Wasl leaked a goal. Naser saw red, first in throwing himself at a Muharraq player, then butting another. He was sent off and Wasl played the final 80 minutes with 10 men, losing in a shoot-out. Naser was suspended for six months and disappeared from the national team for two-and-a-half years.
Now 30, Naser this season received a six-month ban by the FA for spitting at a referee after an Arabian Gulf League match, only for the FA appeals committee to overturn the ban a week later. Three years ago, he slapped an opposing coach and was handed a 17-match ban. Last season, he ruptured his Achilles tendon while doing celebratory back flips.
And that is the man Mahdi Ali has chosen as his final line of defence at the Asian Cup, beginning on January 11.
It is a bold move, made even bolder by the likelihood Naser will be handed the captain’s armband.

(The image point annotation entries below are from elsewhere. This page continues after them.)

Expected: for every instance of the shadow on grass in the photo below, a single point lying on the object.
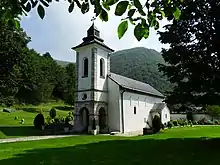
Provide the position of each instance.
(64, 108)
(125, 152)
(31, 109)
(20, 131)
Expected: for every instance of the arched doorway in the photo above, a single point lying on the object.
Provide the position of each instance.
(102, 120)
(84, 119)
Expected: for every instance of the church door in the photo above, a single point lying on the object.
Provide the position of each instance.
(102, 120)
(84, 117)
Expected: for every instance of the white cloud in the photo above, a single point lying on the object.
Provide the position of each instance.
(60, 30)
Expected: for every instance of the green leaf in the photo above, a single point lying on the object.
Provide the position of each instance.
(138, 5)
(78, 3)
(131, 12)
(28, 7)
(121, 8)
(17, 24)
(41, 11)
(138, 32)
(104, 15)
(157, 25)
(71, 7)
(111, 2)
(122, 28)
(177, 13)
(44, 3)
(106, 6)
(85, 7)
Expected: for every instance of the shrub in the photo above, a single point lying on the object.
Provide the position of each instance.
(170, 124)
(195, 123)
(189, 116)
(93, 124)
(53, 113)
(190, 123)
(156, 123)
(39, 121)
(216, 122)
(175, 123)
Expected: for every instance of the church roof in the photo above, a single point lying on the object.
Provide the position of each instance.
(134, 85)
(158, 107)
(93, 36)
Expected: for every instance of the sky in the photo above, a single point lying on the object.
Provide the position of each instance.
(60, 30)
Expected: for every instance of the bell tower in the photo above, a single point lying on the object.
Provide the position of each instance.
(92, 67)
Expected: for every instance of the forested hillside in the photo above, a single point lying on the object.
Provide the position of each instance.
(29, 77)
(140, 64)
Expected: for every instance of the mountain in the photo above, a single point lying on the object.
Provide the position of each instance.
(140, 64)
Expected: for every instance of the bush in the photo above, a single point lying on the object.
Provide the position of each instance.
(170, 124)
(156, 123)
(189, 116)
(175, 123)
(53, 113)
(195, 123)
(39, 121)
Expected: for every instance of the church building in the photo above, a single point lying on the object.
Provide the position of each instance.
(111, 102)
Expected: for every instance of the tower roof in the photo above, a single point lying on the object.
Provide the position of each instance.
(93, 36)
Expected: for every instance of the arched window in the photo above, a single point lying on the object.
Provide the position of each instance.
(102, 67)
(85, 67)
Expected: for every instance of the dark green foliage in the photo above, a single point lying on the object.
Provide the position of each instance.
(53, 113)
(93, 124)
(189, 116)
(140, 64)
(193, 56)
(39, 121)
(156, 124)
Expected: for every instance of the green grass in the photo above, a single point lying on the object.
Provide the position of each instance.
(180, 146)
(9, 127)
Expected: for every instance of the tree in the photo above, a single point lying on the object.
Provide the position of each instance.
(13, 43)
(193, 58)
(142, 16)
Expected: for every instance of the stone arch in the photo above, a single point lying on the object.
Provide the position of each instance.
(84, 119)
(102, 119)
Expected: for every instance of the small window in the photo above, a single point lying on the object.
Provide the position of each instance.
(135, 110)
(85, 67)
(102, 67)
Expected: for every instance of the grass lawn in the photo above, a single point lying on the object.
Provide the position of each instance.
(9, 127)
(179, 146)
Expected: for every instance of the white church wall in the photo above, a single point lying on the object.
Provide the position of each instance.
(114, 110)
(101, 83)
(101, 96)
(143, 104)
(84, 83)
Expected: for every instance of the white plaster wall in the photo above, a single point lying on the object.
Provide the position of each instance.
(84, 83)
(101, 96)
(101, 83)
(143, 103)
(165, 115)
(80, 95)
(114, 108)
(195, 116)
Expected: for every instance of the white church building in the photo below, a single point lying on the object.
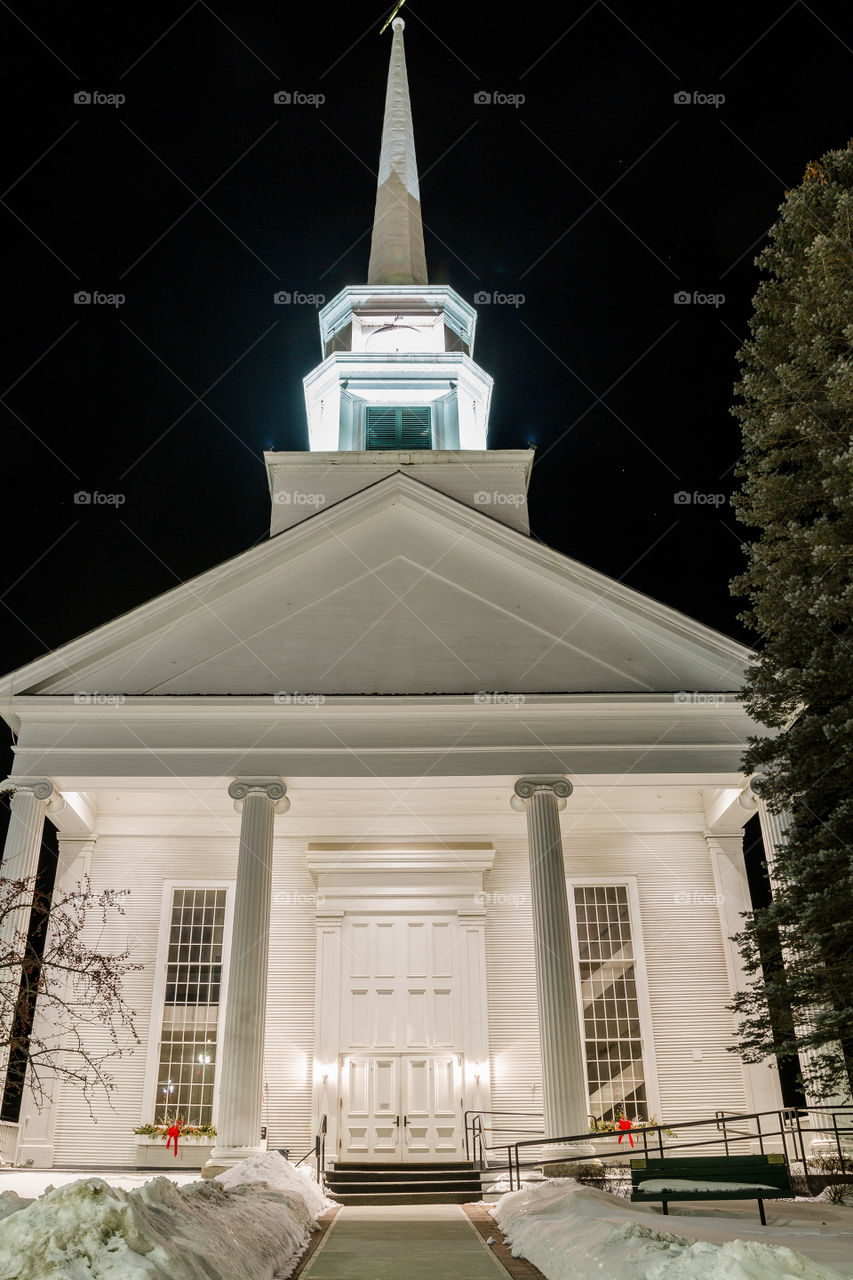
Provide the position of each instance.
(416, 816)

Technically, he ranks among the country’s finest goalkeepers during the past decade. His athleticism and keen reading of the game have bewitched several UAE coaches.
He was Bruno Metsu’s man in the nets at the 2007 Gulf Cup of Nations when the UAE won its first significant championship. Another European coach, Srecko Katanec, had no doubts Naser should be the keeper at the 2011 Asian Cup. The Emirati was seconds from two clean sheets when an own goal led to defeat.
But the feeling persists, at least among those who know his history, that he is a volcano waiting to erupt. He had discipline issues at the 2007 Asian Cup.
He picked up cautions in consecutive defeats and was banned for the final match, a UAE victory.
Mahdi Ali is known for extracting fine performances from players struggling or out of favour with their clubs. Naser will be his biggest test yet.
He could be the shot-stopping genius who makes possible the UAE target of a semi-final run.
Or he could lose control and embarrass himself, his coach and his country – perhaps for the last time.